Fragments de météorite découverts en Allemagne suite à une boule de feu en Belgique.

Le phénomène a été observé vers 18h55 et a provoqué des dizaines de signalements provenant de toute la Belgique, ainsi qu’en Allemagne, en France et aux Pays-Bas. Plus de 2300 témoignages ont été enregistrés sur les sites spécialisés dans le recensement des passages de météores.


Ce dimanche soir 8 mars, les réseaux sociaux s’animent autour d’une discussion : « Météorite » ? « Boule de feu » ? « Missile » ? Ce « bolide » observé dans le ciel suscite de vives réactions.

L’événement a généré de nombreuses signalements à travers toute la Belgique, mais également depuis l’Allemagne, la France et les Pays-Bas, sur le site de l’International Meteor Organization. D’après ces timbres, il est précisé que le météore se déplace du sud-ouest vers le nord-est.

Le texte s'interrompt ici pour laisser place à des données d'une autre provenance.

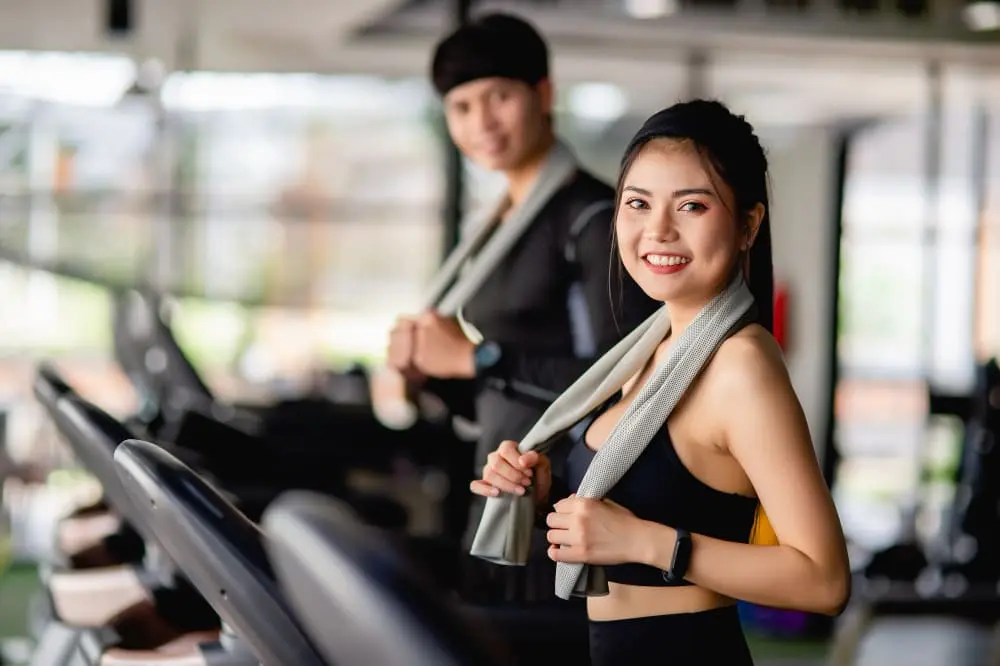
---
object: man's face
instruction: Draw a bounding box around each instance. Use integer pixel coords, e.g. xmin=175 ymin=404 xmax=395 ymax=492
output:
xmin=444 ymin=77 xmax=552 ymax=171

La météorite a pénétré l’atmosphère terrestre à plusieurs kilomètres par seconde avant de commencer sa désintégration à environ 90 kilomètres d’altitude. « C’est un phénomène assez exceptionnel auquel beaucoup de monde a pu assister », déclare Emmanuel Jehin, astrophysicien à l’ULiège. Il ajoute que plus de 2300 témoignages ont été recensés sur les plateformes dédiées à l’observation des météores. La nature météoritique du phénomène est confirmée. « Aujourd’hui, on est vraiment certain que c’est une météorite parce que des fragments sont tombés sur le toit d’une maison à Coblence, en Allemagne », souligne l’astrophysicien.

Pierre Ponsard de la société astronomique de Liège indique que le phénomène a été aperçu vers 18h55. Ce spécialiste parle de « bolide », une forme d' »étoile filante très brillante », une « météorite qui s’est désagrégée avant de toucher le sol ». « C’est assez rare que le phénomène soit aussi brillant », ajoute cet astronome.

Il s’agirait très probablement d’un « bolide », un météore qui est entré dans l’atmosphère et a disparu en son sein, selon Marc Van den Broeck de l’observatoire Urania.

« Il s’agit d’un petit météore qui a pénétré l’atmosphère à une altitude de 70 kilomètres, à une vitesse d’environ 100.000 kilomètres à l’heure », explique M. Van den Broeck.

L’entrée dans l’atmosphère a engendré une friction qui a fait briller l’objet, lequel s’est ensuite désintégré.

Il est encore impossible de déterminer si ce météore est d’origine naturelle ou s’il provient d’un débris spatial.

« Vu la luminosité du bolide, ce devait être un objet d’environ 3 ou 4 centimètres de diamètre », estime Raoul Lanoix, astronome amateur spécialisé dans l’aérospatial.

Il est néanmoins rare d’observer un tel éclat lumineux au crépuscule. Généralement, ces observations ont lieu plutôt la nuit ou dans la matinée.